No es de extrañar una cierta desconfianza de los políticos en el arraigo popular, a pesar de la supina docilidad de los españoles. Está por ver cuál es el límite de bienestar, o siquiera haya un límite moral a los abusos que padecen. Así que habiendo innumerables manifestaciones culturales previniendo de la maldad de los gobernantes, «el pueblo» cae una y otra vez en torticeras maquinaciones.

⁠También sea de uso aceptado la máxima en política del especial cariz en aquellas medidas políticas revestidas de carácter democrático, aunque en el mundo sea difícil encontrar formas políticas que transmitan esa forma de gobierno.

Como contrapartida demagógica, existen las burdas manipulaciones que buscan investir de fundamento democrático a cuestiones no decidibles, o que infieren mágicamente otro resultado a la cuestión debatida.

Uno de esos subterfugios que engendran monstruosidades políticas son los «plebiscitos en diferido», que dotan a unas elecciones o votaciones de un carácter totalmente diferente al enunciado original. Se me ocurren varios ejemplos:

De unas elecciones municipales de 12 de abril de 1931 advino la Segunda República. La gente votó a concejalías y a alcaldías y el rey Alfonso XIII se batió en exilio voluntariamente, tomando unas elecciones municipales como un plebiscito a la forma de Estado. Todas estas condiciones, la ideología, la mala arquitectura institucional y el horror en que devino deberían servirnos a los españoles como prueba histórica de una república en sentido negativo, por incomparecencia de un rey y no por la virtud de sus gobernantes en unas buenas instituciones políticas.

De las llamadas elecciones generales de 1977, para diputados al Congreso y al Senado, los votados se creyeron investidos en nación política y redactaron una Constitución en secreto, producto del pacto de esa oligarquía, no de diputados elegidos a cortes constituyentes. Aún Felipe González aparece por los platós zarandeando «laCarta» cínicamente, siendo ésta producto del pacto de aquella oligarquía. El plebiscito posterior no fue más que una burda manipulación.

En las votaciones a las taifas autonómicas de 2017, la burguesía independentista catalana, en su parterre asignado en el «café para todos», recibió el milagroso poder de la autodeterminación. Ellos se engendraron a sí mismos, Cataluña no es una parte de España producto de la historia, interpretan que las votaciones autonómicas dotan de capacidades sobrenaturales a la oligarquía catalana.

¿Es que unas votaciones municipales en Villanueva del Trabuco (Málaga) darían como resultado una nueva nación si sale por mayoría un partido independentista? Así de infantil fue lo vivido, y así tragaron los españoles al punto de decir que debiera hacerse un referéndum del 100% de los españoles para dilucidar la independencia de una parte.
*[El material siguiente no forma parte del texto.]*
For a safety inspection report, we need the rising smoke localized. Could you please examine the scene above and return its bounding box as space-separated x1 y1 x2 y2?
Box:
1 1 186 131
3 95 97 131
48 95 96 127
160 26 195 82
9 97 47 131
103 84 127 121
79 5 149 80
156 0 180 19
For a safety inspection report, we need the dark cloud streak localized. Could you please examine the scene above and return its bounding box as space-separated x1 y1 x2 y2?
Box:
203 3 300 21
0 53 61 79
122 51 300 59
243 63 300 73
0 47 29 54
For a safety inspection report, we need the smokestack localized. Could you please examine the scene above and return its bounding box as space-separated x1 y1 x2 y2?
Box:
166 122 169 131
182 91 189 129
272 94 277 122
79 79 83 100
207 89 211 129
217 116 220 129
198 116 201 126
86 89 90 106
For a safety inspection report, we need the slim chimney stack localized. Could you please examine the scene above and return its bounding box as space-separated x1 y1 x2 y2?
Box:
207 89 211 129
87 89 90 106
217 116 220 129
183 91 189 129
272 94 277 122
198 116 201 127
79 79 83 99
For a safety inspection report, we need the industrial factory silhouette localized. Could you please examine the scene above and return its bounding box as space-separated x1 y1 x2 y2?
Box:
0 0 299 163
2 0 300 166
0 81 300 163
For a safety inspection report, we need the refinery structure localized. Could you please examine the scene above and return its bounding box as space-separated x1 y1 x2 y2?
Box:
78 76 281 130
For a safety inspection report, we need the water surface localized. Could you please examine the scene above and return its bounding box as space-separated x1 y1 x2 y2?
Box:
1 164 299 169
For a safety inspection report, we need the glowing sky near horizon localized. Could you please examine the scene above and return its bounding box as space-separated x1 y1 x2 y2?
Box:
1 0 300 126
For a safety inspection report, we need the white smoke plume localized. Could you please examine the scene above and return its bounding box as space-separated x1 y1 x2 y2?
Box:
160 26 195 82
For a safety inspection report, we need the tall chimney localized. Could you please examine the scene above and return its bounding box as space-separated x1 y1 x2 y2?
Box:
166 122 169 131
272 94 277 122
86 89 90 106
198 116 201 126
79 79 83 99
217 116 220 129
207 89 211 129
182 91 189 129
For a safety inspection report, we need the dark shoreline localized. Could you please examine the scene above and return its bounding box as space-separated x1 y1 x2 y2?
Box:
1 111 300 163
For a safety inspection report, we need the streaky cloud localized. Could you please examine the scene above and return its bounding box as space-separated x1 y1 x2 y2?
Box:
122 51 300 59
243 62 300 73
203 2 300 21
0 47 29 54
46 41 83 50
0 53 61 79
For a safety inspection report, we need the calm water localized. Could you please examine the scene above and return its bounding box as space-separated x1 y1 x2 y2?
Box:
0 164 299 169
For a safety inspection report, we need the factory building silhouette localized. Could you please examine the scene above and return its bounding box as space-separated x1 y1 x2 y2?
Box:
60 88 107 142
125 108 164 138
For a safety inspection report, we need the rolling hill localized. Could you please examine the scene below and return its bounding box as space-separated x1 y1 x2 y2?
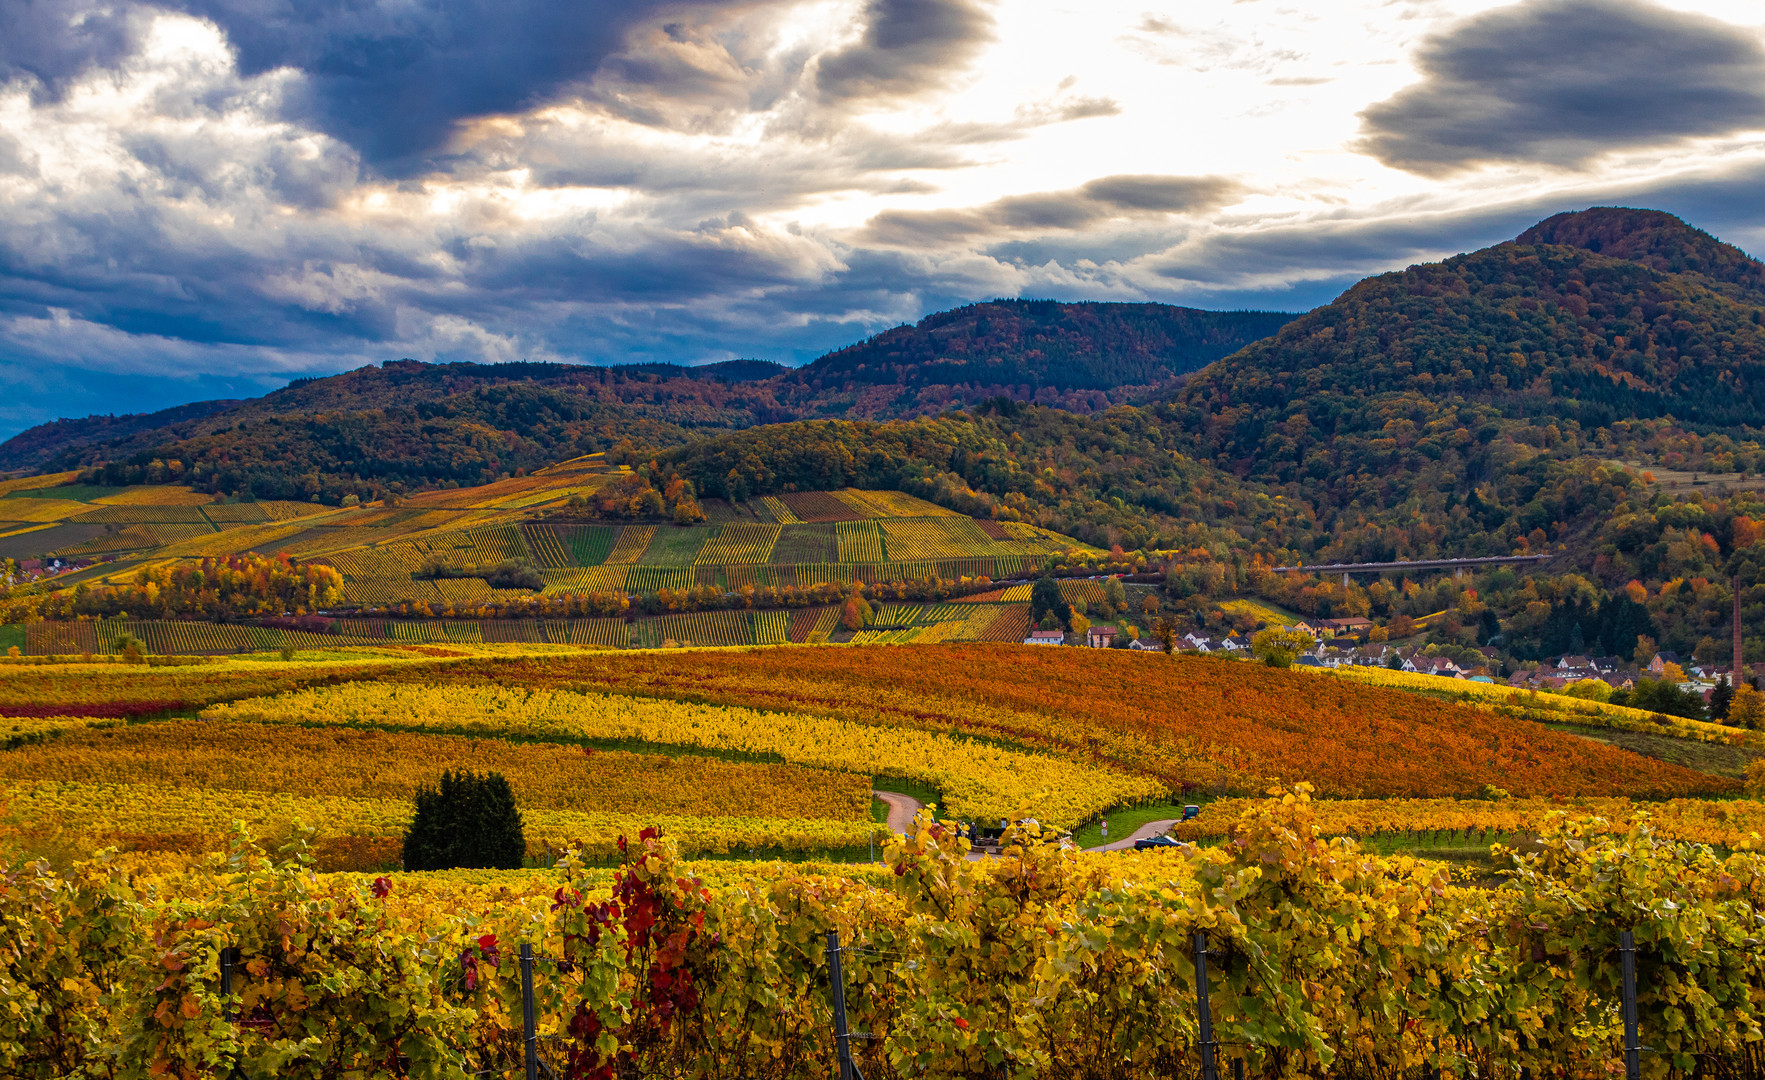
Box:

Y frente a las próximas votaciones al cementerio de viejas glorias de los partidos europeos, o Parlamento Europeo, el jefe de otra facción estatal, Feijóo, propone que sean consideradas las votaciones europeas como un plebiscito acerca de la continuidad de su compañero partidócrata Sánchez en el liderazgo de la oligarquía.

No se trata del hecho de que ningún partido sea oposición en la partidocracia, sino que Feijóo va a seguir percibiendo su sueldo pase lo que pase. Por ello, para no ensuciarse las manos en una moción de censura que debiera hacer él si fuera verdadera oposición, quiere dar carácter plebiscitario a la continuidad de Sánchez en las próximas votaciones europeas.

Los oligarcas no sólo siguen manipulando a los dóciles españoles, sino que todo apunta a que el pronóstico anunciado por García-Trevijano en el aumento de proporcionalidad en el régimen electoral —debido a la falta de consenso— será implementado en breve, a modo de regalar escaños a la lista más votada.